On the other hand, the total SFA did not show significant differences between G and GF bread (Table 2). But, after observing the detailed profile of the various SFA, there were some significant differences in two medium-chain SFA, C8:0 and C10:0 (Table 2). Although these FA were found in low proportions, the median was higher in GF bread than in G bread. Out of 20 GF samples, GF 1, GF 2 and GF 5 presented the highest values of these FA (Fig. S3), as well as for C12:0 and C14:0 (Fig. S4). These three samples were the only ones that declared the use of coconut oil in their formulation, a fat that is richer in medium-chain SFA, especially in lauric acid (C12:0), than the other commonly used fats . Due to this fact, the means for these FA in the GF group were higher, although the differences for the medians of C12:0 and C14:0 were not significant. As example, to show the magnitude of the difference, GF 1 showed 0.78% of C8:0, 0.60% of C10:0, 4.58% of C12:0 and 2.57% of C14:0, while in the rest of G and GF samples without coconut oil in their formulation the sum of these four FA was always lower than 1.5%.
The case of stearic acid (C18:0) also deserves a special comment because together with the C8:0 and C10:0, they were the three SFA that presented significant differences between the two types of bread. The values of stearic acid (C18:0) were lower in GF samples (Table 2), even if samples of the two types that declared only the use of sunflower oil were compared (G samples: median = 7.7, n = 12; GF samples: median = 4.6, n = 11; P < 0.001). Therefore, it is possible that other ingredients than fats and oils used in bread had an influence on the values of this FA. Analyzing the list of ingredients (Tables S3 and S4), it can be observed that all samples of G bread (n = 14) used sodium stearoyl-2-lactylate (E-481) as emulsifier, which is a source of stearic acid, whereas this additive was present only in one of the GF samples (which was not included in the previous comparison because this sample used a mixture of sunflower and extra virgin olive oils).

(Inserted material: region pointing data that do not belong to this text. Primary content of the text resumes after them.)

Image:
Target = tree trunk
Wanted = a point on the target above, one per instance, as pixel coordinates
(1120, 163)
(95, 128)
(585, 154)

Among the samples included in the study, cholesterol was detected only in some GF samples. Thus, the content of cholesterol in GF bread was more variable and significantly higher than in G bread (Table 1 and Fig. S6).
The highest cholesterol values were between 15 and 30 mg/100 g of bread and were found in five GF samples (Table S2 and Fig. S7). These five samples were the only ones that declared the use of whole egg in the list of ingredients (see supplementary materials for the complete list of ingredients of each sample, Tables S3 and S4), and this can explain their higher cholesterol content because this ingredient is very rich in this substance .
Another sample (GF 15), that presented 2.2 mg cholesterol/100 g of bread, declared the use of egg white (Fig. S7). Since cholesterol is located in the egg yolk, but not in the egg white, this cholesterol content could come from small amounts of egg yolk in the used egg white.
Finally, there were traces of cholesterol in some GF samples that declared the use of egg albumin, skim milk or milk proteins in the list of ingredients (Tables S2 and S4). Cholesterol was not detected in any G sample (Table S1) because only one G sample (G 1) declared an ingredient from animal origin (whey powder) (Table S3).
Therefore, it is clear that the difference in cholesterol content existed due to the type of ingredients used in bread formulation.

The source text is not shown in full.